Similar to last quarter, life sciences continued to be dragged down by foreign exchange, causing revenue to decline around 1% to $211 million, and net income to fall 5% to $21 million. Note life sciences net income would have climbed in the mid-teen percentage range had it not been for the negative impact of currencies.
Meanwhile, core equity earnings from Dow Corning fell 22% to $53 million. And finally, despite the relative strength of Gorilla Glass 4 -- which has boosted average selling prices and enjoyed strong adoption from OEMs ahead of new product launches later this year -- specialty materials revenue fell 12% year over year to $288 million. For now, specialty material sales overall continue to be hurt by softness from semiconductor customers, which has resulted in a 20% year-to-date decline in advanced optics sales.
The way forward
Corning also offered some color on the fourth quarter. In display technologies, Q4 LCD glass volume should be down slightly on a sequential basis, and LCD glass price declines are expected to further moderate. Optical communications should increase in the low- to mid-single digit range over last year, and specialty materials should decrease in the low teens. Finally, both environmental and life sciences should decline in the mid-single digits from last year, and core equity earnings from Dow Corning should be roughly $80 million.

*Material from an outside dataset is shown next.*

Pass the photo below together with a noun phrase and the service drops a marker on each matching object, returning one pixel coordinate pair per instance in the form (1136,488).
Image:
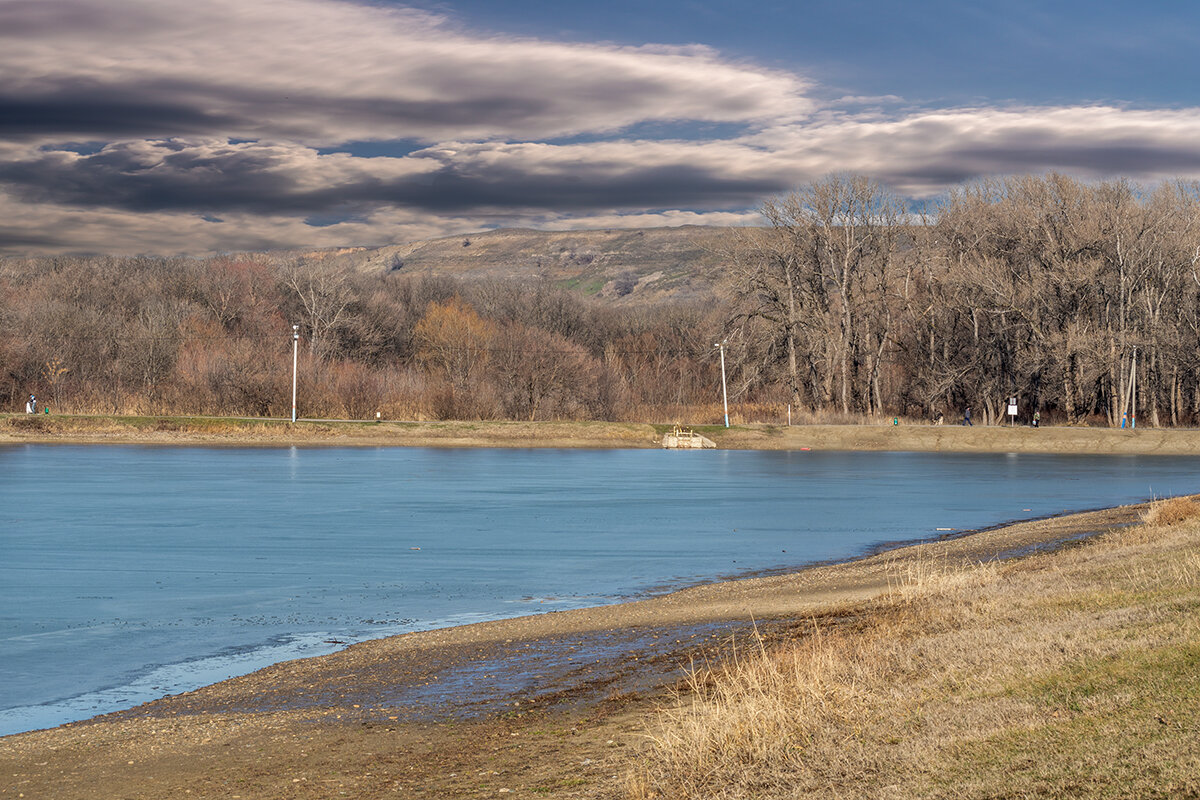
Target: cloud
(323,71)
(211,125)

But this also raises the question: Why are investors seemingly shrugging off these broad declines?
First, it helps that shares of Corning were already down around 24% year to date going into Tuesday's close. And though economic headwinds were slightly more severe than expected in Q3, Corning management has been straightforward with investors about not only its near-term challenges but also its persistence in managing the company with a long-term focus.
Sure enough, Tripeny warned these global economic headwinds are expected to continue into the fourth quarter. But he also insisted Corning is "encouraged by longer-term industry trends."
That brings me to Corning's aforementioned new plans to deploy more than $20 billion in capital through 2019. This effort will be primarily funded through Corning's healthy operating cash flow and consist of two parts. First, returning over $10 billion to shareholders -- or almost half Corning's current market cap -- through share repurchases and dividend increases. And second, investing roughly $10 billion in the business through RD&E (research, development, and engineering), capital spending, and strategic mergers and acquisitions. Corning will share more details on exactly how it plans to distribute this $10 billion in the coming quarters.
In the meantime, Corning's board kicked things off by approving a $4 billion increase to its current share repurchase authorization, under which the company will execute an accelerated $1.25 billion repurchase. Corning also pledged to increase its dividend by at least 10% each year through 2019.
For patient investors willing to let compounding do its work, this is excellent news. With shares now trading at just 12 times next year's expected earnings, it's no surprise the market drove up shares of Corning on the report.